- Genre: Soap opera
- Created by: Jordi Galceran Lluís Arcarazo Josep Maria Benet i Jornet
- Theme music composer: Albert Guinovart
- Countries of origin: Catalonia, Spain
- Original language: Catalan
- No. of seasons: 9
- No. of episodes: 1,906

Production
- Running time: 27 minutes per episode

Original release
- Network: TV3, TVC Internacional and Canal 300
- Release: 11 September 2000 – 23 December 2009

= El Cor de la Ciutat =

El cor de la ciutat (The Heart of the City) is a TVC television soap opera first broadcast on TV3 on 11 September 2000 and last broadcast on 23 December 2009.
The show is the most watched fiction program in Catalonia, Spain, especially among female audiences, drawing around 28-33% of the audience with as much as 40% during season finales. El cor de la ciutat follows the lives of the people who live and work in the neighbourhood of Sants and Sant Andreu in Barcelona, Catalonia, Spain.

A total of 9 seasons aired between 2000 and 2009. Five episodes aired each week, one on each weekday, on TV3. With a total of 1,906 episodes, El cor de la Ciutat became the longest-running television series produced by TVC. The show received almost 800,000 viewers and during season finales some episodes had over one million viewers. At the end of each season, a special night of programming dedicated to the soap opera, known as La Nit del Cor (The Night of the Heart), would air.

During the sixth season of the show (2005–2006), there was a change of neighbourhood for the show, as the Peris-Noguera family had to move from Sant Andreu to Sants, both of which are real areas of Barcelona. The family had fallen into poverty by selling their bar in order to pay release charges to prevent their son, David, from returning to prison. Having thought they had paid it all off, a large compensation claim was made against the family. The claim was made by one of the widowers of a dead passenger, killed in an accident involving a cruiser crashing into the front of The Chyme, a restaurant on the coast of Menorca which David worked in as a chef. In spite of the renewal of characters that the change of location has brought to the program, many of the older characters from Sant Andreu have turned up in episodes set in Sants - some of them, like Francisco and Remei even moved to Sants soon after the Peris-Noguera family.

As a result of the show's move to Sants, viewers have been introduced to the stories behind characters such as the Galiana/Gutiérrez family, Mercè Amorós Sendra and the teachers at the high school there very quickly. Moreover, some of the new characters which have passed through the new series have been played by very famous actors such as Joan Pera and Àngels Gonyalons, who both made two special collaborations during the seventh season of the show (2006 - 2007).
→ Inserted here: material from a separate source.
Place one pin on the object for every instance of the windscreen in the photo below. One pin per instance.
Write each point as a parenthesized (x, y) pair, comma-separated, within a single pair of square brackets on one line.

Two years after leaving Sant Andreu, the life of the Peris-Noguera family has changed a lot. Cinta Noguera, now very ill, decides to do everything possible for the Peris-Noguera family to get their bar back in Sant Andreu. The death of his wife makes Pere Peris reassess his life and so he decides start again in his lifelong neighbourhood with his infant daughter, Carolina, and his new partner Àngela Montford. This return to Sant Andreu opens the door to a new phase of the series. From 12 September 2007, the series is broadcast in high definition, incorporates ten new actors and the majority of characters are from Sant Andreu again whilst retaining some of the more popular protagonists of Sants (such as Fidel Amorós Furió, Benet Sepúlveda Campruví (Beni), the Sendra sisters, Trini González and the Benjumea family).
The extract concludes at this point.